In Kapitel 4 Integrative Praxis – die Umsetzung einer humanen Bildung fokussiert Kissling zwei aus seiner Sicht für die erfolgreiche Integration essenzielle Aspekte, die Bedeutung der Lehrpersönlichkeit für die Lern- und Persönlichkeitsentwicklung der Schülerinnen und Schüler sowie die Bedeutung der „Klasse als Lerngemeinschaft“ (S.165). Kissling zeichnet anhand zweier dokumentarischer Filmbespiele quasi die Konturen erfolgreichen Lehrerhandelns wie in einem praktischen „Anschauungsunterricht für Integration“ (S.191) nach und beschreibt „Verstehen und Helfen“ (ebd.) als Aufgaben der Schule, indem er die Bedeutung individualpsychologischer Zugangswege zu den Schülerinnen und Schülern hervorhebt.
Kissling resümiert in Kapitel 5 Schlussfolgerungen, Nachwort und Ausblick, mit diesem Buch sei „der Versuch unternommen worden, die festgefahrene, polarisierte Debatte um Integration und Inklusion in der Schule neu aufzurollen und zu beleben“ (S.243f.). Er stellt zwei „Grundbedingungen optimaler schulischer Lernbedingungen für Schüler“ heraus, und zwar einerseits die pädagogischen Fähigkeiten der sie unterrichtenden Lehrkräfte als feinfühlige, Klarheit und Sicherheit vermittelnde „kulturelle Mentoren“ (S.247) sowie die Bedeutung der Klassengemeinschaft für das Wohlbefinden und kollektive Lernprozesse in wohlverstandener Abgrenzung zu einem stark individualisierten und eher vereinzelnden Unterricht. Kissling beurteilt abschließend die Konstrukte Integration und Inklusion: „Integration ist grundsätzlich dann sinnvoll und sollte realisiert werden, wenn dies für das einzelne Kind, die Klasse und den Lehrer keine übermäßige Belastung, sondern vielmehr einen wirklichen Gewinn bedeutet und echte Chancen eröffnet“ (S.257). Am Konzept der Inklusion kritisiert Kissling das kategorische „Prinzip von ‚alles oder nichts‘“ (S.258) und die „extreme Heterogenität der Schüler“ (ebd.). Kissling wendet sich explizit gegen ein vereinfachendes Verständnis von „Vielfalt als Bereicherung“, das Inklusion zu einem „mysteriös funktionierenden Konzept“ verkläre (S. 260) und „für die betreffenden, wirklich behinderten Menschen […] eine Verleugnung der Realität sei, die dem Schutz der Würde der Betroffenen in keiner Weise gerecht werde, geschweige denn ihm helfen würde“ (S.260).

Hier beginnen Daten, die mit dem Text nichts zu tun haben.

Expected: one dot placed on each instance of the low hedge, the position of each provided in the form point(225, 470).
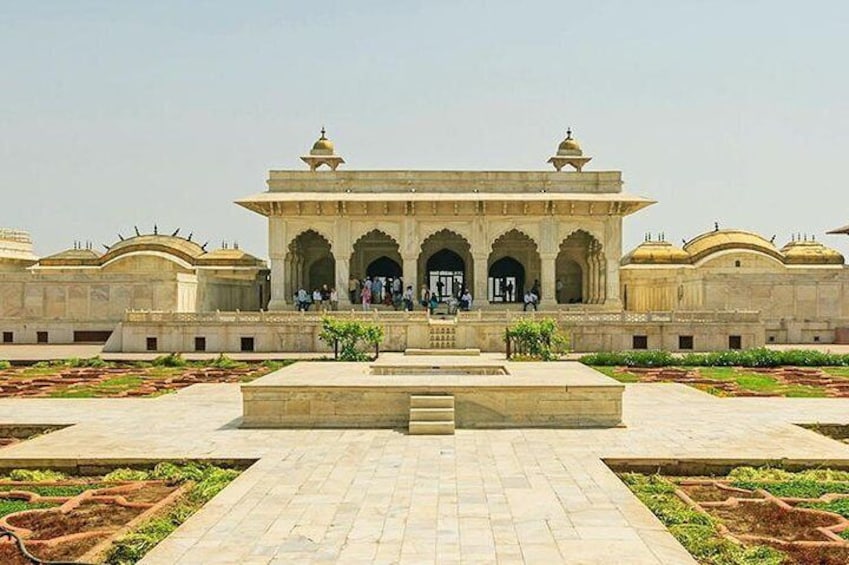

In seinem Nachwort und Ausblick (Kap.5.2) spricht Kissling sich für eine realistische Sichtweise auf die „geschilderte Ambivalenz und Komplexität der Sonderschulproblematik“ aus. Ihm geht es um ein Ausloten der Möglichkeiten, „ohne die bestehenden Schulstrukturen vollkommen revolutionieren zu müssen“ (S.263), z.B. durch Teil-Integration und kooperative Beschulungsformen als „echter Beitrag zu einer Entwicklung, die der ursprünglich schönen und wertvollen Inklusionsidee entspricht“ (S. 264).